Does Unicode have a defined maximum number of code points?

user4344762 picture user4344762 · Dec 11, 2014 · Viewed 13.3k times · Source

I have read many articles in order to know what is the maximum number of the Unicode code points, but I did not find a final answer.

I understood that the Unicode code points were minimized to make all of the UTF-8 UTF-16 and UTF-32 encodings able to handle the same number of code points. But what is this number of code points?

The most frequent answer I encountered is that Unicode code points are in the range of 0x000000 to 0x10FFFF (1,114,112 code points) but I have also read in other places that it is 1,112,114 code points.

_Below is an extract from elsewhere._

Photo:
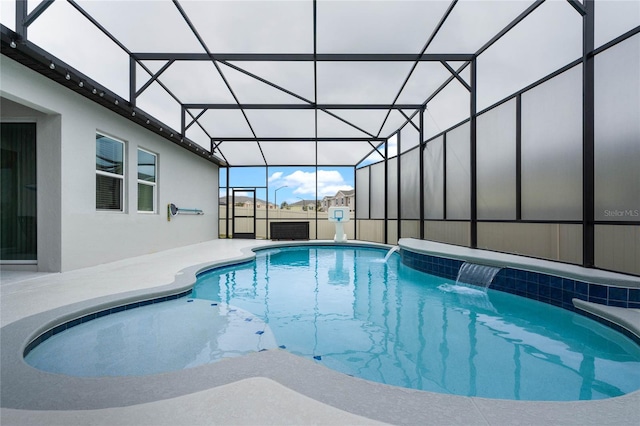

So is there a one number to be given or is the issue more complicated than that?

Answer

Jonathan Leffler picture Jonathan Leffler · Dec 11, 2014

The maximum valid code point in Unicode is U+10FFFF, which makes it a 21-bit code set (but not all 21-bit integers are valid Unicode code points; specifically the values from 0x110000 to 0x1FFFFF are not valid Unicode code points).

This is where the number 1,114,112 comes from: U+0000 .. U+10FFFF is 1,114,112 values.

However, there are also a set of code points that are the surrogates for UTF-16. These are in the range U+D800 .. U+DFFF. This is 2048 code points that are reserved for UTF-16.

1,114,112 - 2,048 = 1,112,064

There are also 66 non-characters. These are defined in part in Corrigendum #9: 34 values of the form U+nFFFE and U+nFFFF (where n is a value 0x00000, 0x10000, … 0xF0000, 0x100000), and 32 values U+FDD0 - U+FDEF. Subtracting those too yields 1,111,998 allocatable characters. There are three ranges reserved for 'private use': U+E000 .. U+F8FF, U+F0000 .. U+FFFFD, and U+100000 .. U+10FFFD. And the number of values actually assigned depends on the version of Unicode you're looking at. You can find information about the latest version at the Unicode Consortium. Amongst other things, the Introduction there says:

The Unicode Standard, Version 7.0, contains 112,956 characters

So only about 10% of the available code points have been allocated.

I can't account for why you found 1,112,114 as the number of code points.

Incidentally, the upper limit U+10FFFF is chosen so that all the values in Unicode can be represented in one or two 2-byte coding units in UTF-16, using one high surrogate and one low surrogate to represent values outside the BMP or Basic Multilingual Plane, which is the range U+0000 .. U+FFFF.